El concepto de inversión sostenible, aquel que hace referencia a una filosofía de inversión ética, llegó para quedarse a finales de los años 60. Su progreso ha sido meteórico hasta el punto de que, en la actualidad, es vital para los beneficios de cualquier compañía cumplir con una serie de parámetros sostenibles a la hora de invertir. Son los llamadas criterios ESG. ¿Cuáles son y por qué son tan importantes?


Para conocer el origen de las inversiones éticas, tenemos que retroceder en el tiempo más de cincuenta años. Concretamente a la época en la que se libró la Guerra de Vietnam. Y es que este conflicto bélico provocó una ola de protestas universitarias por todo Estados Unidos. Los jóvenes estudiantes exigían a sus universidades que acabaran con sus inversiones en empresas militares. Entonces, salió a relucir el interés por la búsqueda de inversiones éticas. A final de la década de los 90, el progreso de la inversión sostenible era un hecho y se decidió lanzar el Dow Jones Sustainability Index, el primer índice global que introduce criterios de sostenibilidad.
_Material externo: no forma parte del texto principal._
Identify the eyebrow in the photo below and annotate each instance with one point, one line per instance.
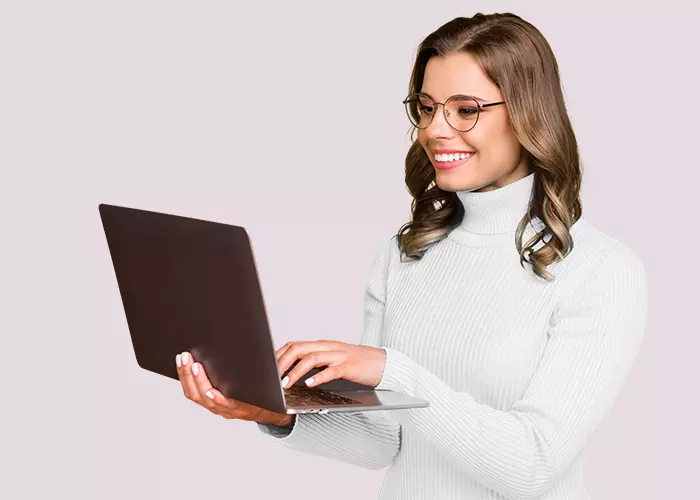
(466, 95)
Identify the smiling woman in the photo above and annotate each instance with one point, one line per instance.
(481, 304)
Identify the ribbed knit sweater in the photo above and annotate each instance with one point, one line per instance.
(519, 371)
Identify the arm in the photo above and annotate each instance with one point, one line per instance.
(520, 453)
(367, 439)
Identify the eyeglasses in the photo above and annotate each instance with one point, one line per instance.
(461, 111)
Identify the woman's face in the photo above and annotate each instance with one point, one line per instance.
(499, 158)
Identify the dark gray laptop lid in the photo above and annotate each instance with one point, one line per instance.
(191, 285)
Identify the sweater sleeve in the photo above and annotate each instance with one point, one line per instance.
(366, 439)
(594, 336)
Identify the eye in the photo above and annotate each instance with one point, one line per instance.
(467, 111)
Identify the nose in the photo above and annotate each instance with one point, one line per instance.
(438, 126)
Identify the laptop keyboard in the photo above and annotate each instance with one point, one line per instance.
(298, 395)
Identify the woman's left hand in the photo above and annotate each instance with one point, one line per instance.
(357, 363)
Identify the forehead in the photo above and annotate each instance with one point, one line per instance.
(457, 74)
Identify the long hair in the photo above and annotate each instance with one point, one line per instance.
(518, 59)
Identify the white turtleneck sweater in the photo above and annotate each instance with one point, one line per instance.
(519, 371)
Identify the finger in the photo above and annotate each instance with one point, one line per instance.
(313, 360)
(189, 387)
(225, 406)
(299, 350)
(203, 386)
(330, 373)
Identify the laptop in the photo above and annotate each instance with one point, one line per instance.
(192, 285)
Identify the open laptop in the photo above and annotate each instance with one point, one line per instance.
(192, 285)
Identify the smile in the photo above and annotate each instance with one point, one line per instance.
(446, 161)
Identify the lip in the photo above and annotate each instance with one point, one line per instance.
(450, 151)
(451, 165)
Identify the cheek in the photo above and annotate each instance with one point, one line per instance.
(495, 141)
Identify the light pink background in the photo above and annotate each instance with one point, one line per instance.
(286, 118)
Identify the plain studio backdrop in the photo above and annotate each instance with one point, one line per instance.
(286, 118)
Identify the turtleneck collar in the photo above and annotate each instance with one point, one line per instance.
(491, 216)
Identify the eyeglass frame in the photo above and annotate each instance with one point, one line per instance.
(479, 108)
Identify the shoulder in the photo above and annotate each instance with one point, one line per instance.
(600, 258)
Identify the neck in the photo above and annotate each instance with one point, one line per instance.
(497, 211)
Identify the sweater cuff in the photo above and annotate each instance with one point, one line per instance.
(398, 373)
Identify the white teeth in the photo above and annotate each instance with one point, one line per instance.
(452, 156)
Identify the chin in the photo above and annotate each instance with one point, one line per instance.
(447, 182)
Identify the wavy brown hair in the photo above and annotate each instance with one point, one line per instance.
(518, 59)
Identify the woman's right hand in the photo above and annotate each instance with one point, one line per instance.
(197, 388)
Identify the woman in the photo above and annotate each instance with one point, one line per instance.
(481, 304)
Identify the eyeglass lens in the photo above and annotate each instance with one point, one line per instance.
(462, 112)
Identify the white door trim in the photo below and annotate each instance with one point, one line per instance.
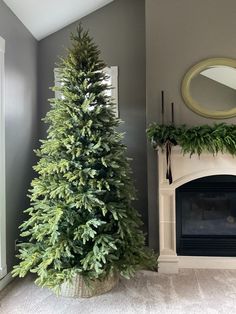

Poco después, la Organización de las Naciones Unidas (ONU) dio un gran paso con la puesta en marcha de los Principios Para la Inversión Responsable, basados en seis premisas para tener en cuenta los efectos de la sostenibilidad en esta materia. El concepto de inversión sostenible o responsable había llegado para quedarse.

Pero, ¿qué requiere una inversión para ser considerada responsable? Debe cumplir con unos criterios ambientales, sociales y de gobernanza denominados ESG, por sus siglas en inglés. Para las empresas, es clave actuar en función de ellos, pues de este modo logran una mayor rentabilidad y compromiso con la sociedad.

Los criterios ESG abarcan los siguientes aspectos:

  1. El factor ambiental (E), para tomar decisiones en función de cómo afectan las actividades de las empresas en el medio ambiente.
  2. El factor social (S), para tener en cuenta la repercusión que tienen en la comunidad las actividades desempeñadas por la compañía, por ejemplo, en términos de diversidad, derechos humanos o cuidados sanitarios.
  3. Y el factor de gobierno (G), que estudia el impacto que tienen los propios accionistas y la administración, y se basa en cuestiones como la estructura de los consejos de administración, los derechos de los accionistas o la transparencia, entre otros.

Estos criterios, que son como la lista de la compra que se debe llevar a la hora de realizar una inversión responsable y ética, se erigen como indicadores de calidad de las empresas, una letra pequeña que define su responsabilidad con la sociedad.